Construct Binary Tree from Preorder and Inorder Traversal

Problem Statement

Given two integer arrays preorder and inorder where:

• preorder is the preorder traversal of a binary tree
• inorder is the inorder traversal of the same tree

Construct and return the binary tree.

Examples

Example 1

Input: preorder = [3,9,20,15,7], inorder = [9,3,15,20,7]
Output: [3,9,20,null,null,15,7]

Tree:
      3
     / \
    9  20
      /  \
     15   7

Example 2

Input: preorder = [-1], inorder = [-1]
Output: [-1]

Intuition

Key Observations:

1. Preorder: root → left → right (first element is always root)
2. Inorder: left → root → right (root splits left and right subtrees)

Algorithm:

1. First element of preorder is the root
2. Find root in inorder → this splits inorder into left and right subtrees
3. Elements to left of root in inorder = left subtree
4. Elements to right of root in inorder = right subtree
5. Recursively build left and right subtrees

Example:

preorder = [3, 9, 20, 15, 7]
inorder  = [9, 3, 15, 20, 7]

Step 1: Root = 3 (first in preorder)
Step 2: Find 3 in inorder → splits at index 1
        left_inorder = [9]
        right_inorder = [15, 20, 7]
Step 3: Split preorder accordingly:
        left_preorder = [9]      (next 1 element)
        right_preorder = [20, 15, 7]  (remaining)
Step 4: Recursively build subtrees

Pattern Recognition

This is a Divide and Conquer + Tree Construction problem:

• Use preorder to identify roots
• Use inorder to partition subtrees
• Recursive structure

Approach

Recursive with Index Map

1. Preprocess: Create hashmap of value → index in inorder (O(1) lookup)

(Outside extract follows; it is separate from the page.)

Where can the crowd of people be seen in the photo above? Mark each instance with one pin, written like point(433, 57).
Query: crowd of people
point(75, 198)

2. Recursive Function: build(pre_start, pre_end, in_start, in_end)

   • Base case: if start > end, return null
   • Root = preorder[pre_start]
   • Find root_index in inorder using hashmap
   • Calculate left_subtree_size = root_index - in_start
   • Build left subtree with appropriate ranges
   • Build right subtree with appropriate ranges
   • Return root

3. Initial Call: build(0, n-1, 0, n-1)

Time Optimization: HashMap for O(1) lookup instead of O(n) search.

Edge Cases

• Single node
• Skewed tree (all left or all right)
• Duplicate values (problem states values are unique)
• Empty arrays

Complexity Analysis

• Time: O(n) where n = number of nodes

  • Build hashmap: O(n)
  • Visit each node once: O(n)
  • O(1) lookup per node with hashmap

• Space: O(n)

  • Hashmap: O(n)
  • Recursion stack: O(h) = O(log n) to O(n)
  • Total: O(n)